Petit-neveu du sculpteur François Jouffroy (1806-1882), Édouard Navellier travaille, comme ses sept frères et sœurs, dans l'atelier de gravure de son père. Pendant le siège de Paris, une blessure à la jambe le rend infirme. Dès lors, sa seule joie est de se faire conduire auprès des animaux au Jardin des plantes. Après une opération, le voilà à nouveau mobile et il apprend la peinture auprès d'Auguste Truphème (1836-1898), Jean-Paul Laurens (1830-1921) et Benjamın Constant (1845-1902), puis s'oriente vers la sculpture.

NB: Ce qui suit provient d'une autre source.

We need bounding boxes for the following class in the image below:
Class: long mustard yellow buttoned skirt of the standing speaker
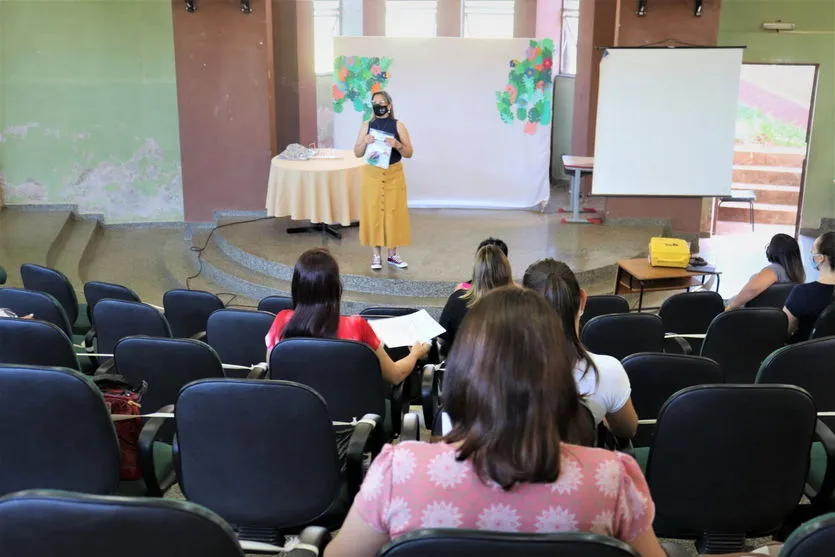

Autodidacte dans ce domaine, il se forme en suivant les cours d'anatomie de Mathias Duval (1844-1907) à la faculté de médecine, et de zoologie d'Alphonse I Milne-Edwards (1835-1900) au Muséum. Le succès de son Vieux cerf aux écoutes au Salon de 1895 (bronze, musée d'Orsay) le fait abandonner l'atelier paternel. Navellier observe les animaux jusque dans les zoos étrangers, d'où une variété de sujets: bison, buffle de Kérabau, kangourou, rhinocéros indien, zébu... Dans sa maison-atelier de Montparnasse puis, après la guerre, dans l'ancien couvent des Cordeliers, rue Royer-Collard, il entretient une ménagerie d'animaux européens. D'abord réaliste, dans la continuité de Barye, son style évolue vers une schématisation des formes, grâce à une technique fondée sur le découpage des plans au couteau et le maintien d'arêtes vives, au point que les indications de pelage ou de plumage finissent par disparaître. Le Chat n° 4 couché, pattes avant cachées (1926) est très caractéristique de ce style fait d'«architecture simplificatrice» et de «vigoureuse densité des volumes» (René Jullian), auquel le cubisme n'est pas étranger. Navellier représente les bêtes dans des attitudes caractéristiques et souvent en mouvement: Taureau entravé (1905-1911), Âne brayant (1906), Rhinocéros fonçant (1918), Jeune lionne à la boule (1919). Il attache tant d'importance à la surface qu'il cisèle et patine lui-même ses bronzes.
Passionné d'études comportementales, il propose des scènes qui provoquent l'empathie : son « Vieux serviteur», cheval de fiacre (1910) montre un cheval amaigri par le labeur, relié par une corde à un lourd pavé, qui cherche désespérément un peu d'herbe à brouter...
De 1904 à 1940, Navellier enseigne ces principes à la Ville de Paris, où il forme notamment Charles Artus (1897-1978). Comme ce dernier, il est membre de la Société des artistes animaliers fondée par Gardet. Pendant la guerre, il doit se retirer à Laroche-Migennes où il meurt en 1944. L'année suivante, une rétrospective lui est consacrée au Salon d'automne, dont il était membre fondateur.
Quoique ses œuvres aient été révélées en 1976 dans le cadre de l'exposition consacrée par le Muséum à «L'Animal de Lascaux à Picasso », elles demeurent trop souvent confidentielles : peu éditées, elles restent confinées dans les réserves des musées.